TITLE X-INCREASE AUTHORITY OF PAROLE BOARD

SEC. 1001. Section 6 of the Act of July 15, 1932, entitled "An Act to establish a Board of Indeterminate Sentence and Parole for the District of Columbia and to determine its functions, and for other purposes" (D.C. Code, sec. 24–206), is amended by striking out "shall not" in the last sentence of the first paragraph and inserting in lieu thereof "may in the discretion of the Parole Board".

TITLE XI-PROHIBIT POSSESSION OF A KNIFE WITH UNLAWFUL

INTENT

SEC. 1101. Subsection (b) of section 14 of the Act approved July 8, 1932 (47 Stat. 650, 654; D.C. Code, sec. 22-3214(b)), relating to the possession of certain dangerous weapons, is amended by striking out "or knife with a blade longer than three inches" and inserting in lieu thereof "knife".

TITLE XII-TECHNICAL AMENDMENT

SEC. 1201. The second paragraph under the subheading "For Executive Office" of section 1 of the Act approved July 1, 1902, entitled "An Act making appropriations to provide for the expenses of the government of the District of Columbia for the fiscal year ending June thirtieth, nineteen hundred and three, and for other purposes" (32 Stat. 591; D.C. Code, sec. 22-702), is amended (a) by striking out "Commissioners" and inserting in lieu thereof "Commissioner" and (b) by striking out "them" and inserting in lieu thereof "him".

Mr. WATT. Because of the length of the bill, I will make my comments very brief on each of the titles. Representatives of those agencies affected by this legislation are with me today and available to answer any questions you may have.

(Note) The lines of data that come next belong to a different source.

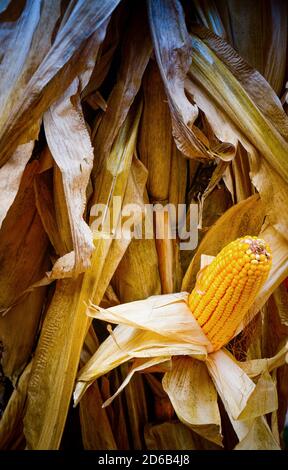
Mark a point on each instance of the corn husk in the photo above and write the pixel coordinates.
(246, 401)
(11, 424)
(22, 125)
(18, 272)
(70, 298)
(176, 436)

Title I of S. 2209 prohibits the unauthorized use and possession of credit cards in the District. Under current law, the illegal use or possession of credit cards can only be prosecuted under statutes relating to forgery, false pretenses, larceny, robbery, or receiving stolen goods. The provisions of this bill are designed specifically to reach the rapidly expanding criminal use of credit cards, including the sale of stolen cards, a practice affecting consumers and businessmen alike. Fortynine States already have enacted similar legislation, and I believe stricter requirements are necessary in the District in order to deter the illegal use of credit cards.

Title II of the bill is concerned with the District's dealers in secondhand property. Existing law authorizes the District to license businesses which buy or sell second-hand personal property and such businesses must furnish the Police Department with daily reports on items which they obtain.

Because of these reporting requirements, large quantities of stolen property are recovered each year. Current law, unfortunately, does not cover those businesses, numbering approximately 25 to 30, which obtain possession of second-hand personal property as partial payment for the sale of new or rebuilt personal property.